Data is collected in 1-minute intervals and users (as you know them) connect freely to the system and generate metrics, so at any given moment there is a number of users in the system that is lower than the total. The total number of users is about 1k and there's always a few hundreds of them online, which then means that there are a few hundreds rows with the same timestamp in the metric table. When I generate a graph I do not want to show the series for every single user, because then the graph is unreadable due to canvas size too small, limited color pallette, legend too long etc. That is why I instead generate a graph where only top 10 users by metric value are shown individually and all others are aggregated into one black area. This is how I do it:
:1: I get top 10 from the table:
select RRDKeyID, avg(value) as avg
from metric_table
where ts between 't1' and 't2'
group by RRDKeyID
order by avg desc
limit 10
:2: Then in Perl I generate RRDtool command that draws the graph where every user (RRDKeyID) has own DEF, but only DEFs of users from the SQL query results are plotted directly, all the rest is aggregated:
CDEF:others=0,user11,ADDNAN,user12,ADDNAN,user13,ADDNAN,...,userN
and then "AREA:others#000000:OTHERS:STACK"
is displayed on the graph.
Now I'm working on the next version of the app where RRDtool will be replaced by D3.js due to changes in the DB schema, so I need another way to generate the data of my top10 + others. I don't want to send raw data to the client and do the processing on their side, because the data sets may be very big and processing may take much time and CPU, so I'd rather do it on the server side.
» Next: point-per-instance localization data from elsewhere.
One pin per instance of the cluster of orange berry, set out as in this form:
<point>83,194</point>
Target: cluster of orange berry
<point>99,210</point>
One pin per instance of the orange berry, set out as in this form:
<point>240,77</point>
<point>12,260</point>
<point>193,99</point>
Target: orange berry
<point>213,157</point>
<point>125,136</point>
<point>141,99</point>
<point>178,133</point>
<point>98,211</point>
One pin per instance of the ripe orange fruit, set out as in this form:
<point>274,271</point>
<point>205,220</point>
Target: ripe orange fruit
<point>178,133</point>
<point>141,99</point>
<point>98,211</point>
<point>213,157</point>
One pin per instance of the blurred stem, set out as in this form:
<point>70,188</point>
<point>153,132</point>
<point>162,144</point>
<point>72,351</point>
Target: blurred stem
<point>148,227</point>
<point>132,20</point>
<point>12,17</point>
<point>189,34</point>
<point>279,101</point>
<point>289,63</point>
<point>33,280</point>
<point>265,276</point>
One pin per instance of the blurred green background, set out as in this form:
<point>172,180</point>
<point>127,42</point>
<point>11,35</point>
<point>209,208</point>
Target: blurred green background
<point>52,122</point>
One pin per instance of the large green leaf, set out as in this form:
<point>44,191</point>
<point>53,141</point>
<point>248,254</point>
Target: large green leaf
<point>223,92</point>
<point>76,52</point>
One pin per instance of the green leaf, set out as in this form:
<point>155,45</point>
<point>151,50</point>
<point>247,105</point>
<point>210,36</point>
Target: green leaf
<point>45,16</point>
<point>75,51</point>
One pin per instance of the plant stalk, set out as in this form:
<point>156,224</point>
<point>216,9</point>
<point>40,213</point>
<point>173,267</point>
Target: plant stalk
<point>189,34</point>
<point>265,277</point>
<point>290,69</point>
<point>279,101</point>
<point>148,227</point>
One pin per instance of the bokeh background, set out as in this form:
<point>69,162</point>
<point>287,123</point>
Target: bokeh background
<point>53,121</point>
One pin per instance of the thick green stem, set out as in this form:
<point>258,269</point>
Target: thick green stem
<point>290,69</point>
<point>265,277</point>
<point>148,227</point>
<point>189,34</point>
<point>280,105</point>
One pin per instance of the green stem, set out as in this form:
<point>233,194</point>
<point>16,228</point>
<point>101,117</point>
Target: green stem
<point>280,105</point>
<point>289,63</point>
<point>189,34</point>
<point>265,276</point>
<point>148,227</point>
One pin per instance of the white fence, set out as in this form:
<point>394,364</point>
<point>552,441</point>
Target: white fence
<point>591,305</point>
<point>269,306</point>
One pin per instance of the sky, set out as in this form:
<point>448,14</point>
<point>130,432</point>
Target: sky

I suspect that it may be possible to get the results I want in the following format:
ts | user | value
------+--------+-------
t1 | u1 | v
t1+1 | u1 | v
t1+2 | u1 | v
...
t2 | u1 | v
t1 | u2 | v
...
t2 | u2 | v
t1 | u3 | v
...
t2 | u3 | v
...
...
t1 | u10 | v
...
t2 | u10 | v
t1 | others | v
...
t2 | others | v
at one go (order not important) using a nested query where there is a subquery that selects user names (RRDKeyIDs) and avg(value) over a given range of time, and then the top query prints the results for user names if they are found in the subquery results or otherwise add them to others. I don't know exactly how to express this idea in SQL, so I'll be grateful if someone could suggest a solution.